異方的相互作用をもつIsing模型(量子コンパス模型)がハニカム格子上では厳密解として量子スピン液体となることがKitaev氏によって提案されました。また、近年low spin のd5イオンにおいて実現するJeff=1/2とよばれる複素軌道間の超交換相互作用において量子コンパス型相互作用が生じることが理論的研究から明らかになりました。このことにより、Ir4+やRu3+イオンがハニカム格子を組む化合物が非常に着目されています。また、Kitaevのスピン液体は、その厳密解を解く過程で粒子と反粒子が同一な電荷中性のフェルミオンであるマヨラナ粒子という準粒子が創発されることが大きな特徴であり、活発に研究がなされています。
実際の物質では、このような量子コンパス型相互作用以外の余分な相互作用によって長距離磁気秩序が形成されるのですが、TN直上までマヨラナ粒子の創発に起因する兆候が出現することが提案されており、磁気秩序の有無にかかわらず新しいハニカム格子イリジウム酸化物の探索をすることは非常に重要であると言えます。
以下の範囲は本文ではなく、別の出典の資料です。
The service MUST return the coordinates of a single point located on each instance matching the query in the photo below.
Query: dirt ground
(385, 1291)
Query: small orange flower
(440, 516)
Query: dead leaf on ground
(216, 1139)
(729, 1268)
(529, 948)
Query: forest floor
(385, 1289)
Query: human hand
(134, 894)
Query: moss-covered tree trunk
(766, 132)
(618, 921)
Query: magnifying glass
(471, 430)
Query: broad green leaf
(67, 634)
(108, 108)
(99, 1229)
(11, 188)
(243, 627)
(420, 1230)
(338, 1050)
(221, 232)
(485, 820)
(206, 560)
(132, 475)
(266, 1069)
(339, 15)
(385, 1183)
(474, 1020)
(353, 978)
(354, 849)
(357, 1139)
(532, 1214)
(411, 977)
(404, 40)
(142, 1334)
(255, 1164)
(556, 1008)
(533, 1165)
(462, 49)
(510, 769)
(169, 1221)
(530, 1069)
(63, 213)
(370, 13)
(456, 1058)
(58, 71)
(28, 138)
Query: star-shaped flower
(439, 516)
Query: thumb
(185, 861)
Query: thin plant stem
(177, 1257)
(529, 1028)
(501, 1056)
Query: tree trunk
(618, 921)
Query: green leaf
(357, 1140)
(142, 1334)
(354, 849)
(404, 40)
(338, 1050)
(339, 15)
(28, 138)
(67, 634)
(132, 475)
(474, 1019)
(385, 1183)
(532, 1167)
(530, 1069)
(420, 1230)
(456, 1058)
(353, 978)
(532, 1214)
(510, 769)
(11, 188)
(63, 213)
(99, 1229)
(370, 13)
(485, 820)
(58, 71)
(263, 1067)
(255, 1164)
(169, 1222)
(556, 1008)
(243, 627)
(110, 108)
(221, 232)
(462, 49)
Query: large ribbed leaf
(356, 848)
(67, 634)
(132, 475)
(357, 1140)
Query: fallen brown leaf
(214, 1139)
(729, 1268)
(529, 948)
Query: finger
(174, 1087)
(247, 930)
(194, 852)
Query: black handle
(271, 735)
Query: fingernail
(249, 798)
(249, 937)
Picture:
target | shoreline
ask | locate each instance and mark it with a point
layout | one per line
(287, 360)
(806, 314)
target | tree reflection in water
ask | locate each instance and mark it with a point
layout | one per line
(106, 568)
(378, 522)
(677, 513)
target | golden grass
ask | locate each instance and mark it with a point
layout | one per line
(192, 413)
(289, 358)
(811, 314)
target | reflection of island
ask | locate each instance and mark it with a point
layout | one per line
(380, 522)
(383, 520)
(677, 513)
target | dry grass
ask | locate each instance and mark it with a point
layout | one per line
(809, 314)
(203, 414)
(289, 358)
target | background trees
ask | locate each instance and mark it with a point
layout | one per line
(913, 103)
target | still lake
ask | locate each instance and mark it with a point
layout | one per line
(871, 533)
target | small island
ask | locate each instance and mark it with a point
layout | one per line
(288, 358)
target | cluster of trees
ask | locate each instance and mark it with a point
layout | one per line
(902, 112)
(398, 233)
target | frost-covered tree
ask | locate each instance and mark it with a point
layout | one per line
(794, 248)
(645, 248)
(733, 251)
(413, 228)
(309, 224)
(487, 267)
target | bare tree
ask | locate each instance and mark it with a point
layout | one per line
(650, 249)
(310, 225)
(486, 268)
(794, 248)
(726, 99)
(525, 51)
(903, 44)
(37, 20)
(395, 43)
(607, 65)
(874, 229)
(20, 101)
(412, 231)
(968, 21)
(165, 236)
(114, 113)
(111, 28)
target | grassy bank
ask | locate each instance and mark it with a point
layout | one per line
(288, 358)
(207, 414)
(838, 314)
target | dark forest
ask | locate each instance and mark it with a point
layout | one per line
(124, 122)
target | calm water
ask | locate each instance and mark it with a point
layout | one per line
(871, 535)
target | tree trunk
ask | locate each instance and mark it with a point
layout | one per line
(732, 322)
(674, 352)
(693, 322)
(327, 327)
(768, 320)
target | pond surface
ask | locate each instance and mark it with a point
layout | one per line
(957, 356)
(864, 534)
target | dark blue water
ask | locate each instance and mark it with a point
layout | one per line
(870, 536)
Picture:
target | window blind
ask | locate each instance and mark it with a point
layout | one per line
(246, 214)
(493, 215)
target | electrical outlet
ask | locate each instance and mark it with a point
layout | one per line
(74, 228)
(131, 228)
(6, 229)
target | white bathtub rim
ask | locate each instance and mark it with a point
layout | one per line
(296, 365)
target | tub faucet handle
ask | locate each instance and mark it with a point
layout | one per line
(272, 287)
層状岩塩型酸化物Li2IrO3とマグネシウムおよび亜鉛塩化物のメタセシス(複分解)反応により、ilmenite型(corundum型の秩序構造)のイリジウムハニカム格子MgIrO3およびZnIrO3が得られることがわかりました。これまでのKitaevのスピン液体候補物質では、その結晶構造がmonoclinicであり3回軸の無い歪んだハニカム格子となっていましたが、MgIrO3およびZnIrO3では三回軸をもち、磁性サイトが一種類の歪のないハニカム格子を形成しています。
MgIrO3およびZnIrO3ではいずれも磁気秩序を示すことがわかり、本系では量子スピン液体状態は実現されませんでした。しかし、これまでの理論によって予言されていない弱強磁性転移が出現するなど、Kitaevモデルのハニカム格子磁性体にはまだまだ興味深い物理が潜んでいそうです。また、ZnIrO3においても強磁場磁化過程において奇妙な振る舞いを見せております。
Kitaevハニカムのようなエキゾチックな化合物をメタセシス合成により得られたことは、メタセシス合成が新奇物性の開拓に非常に威力を発揮することを示していると言えます。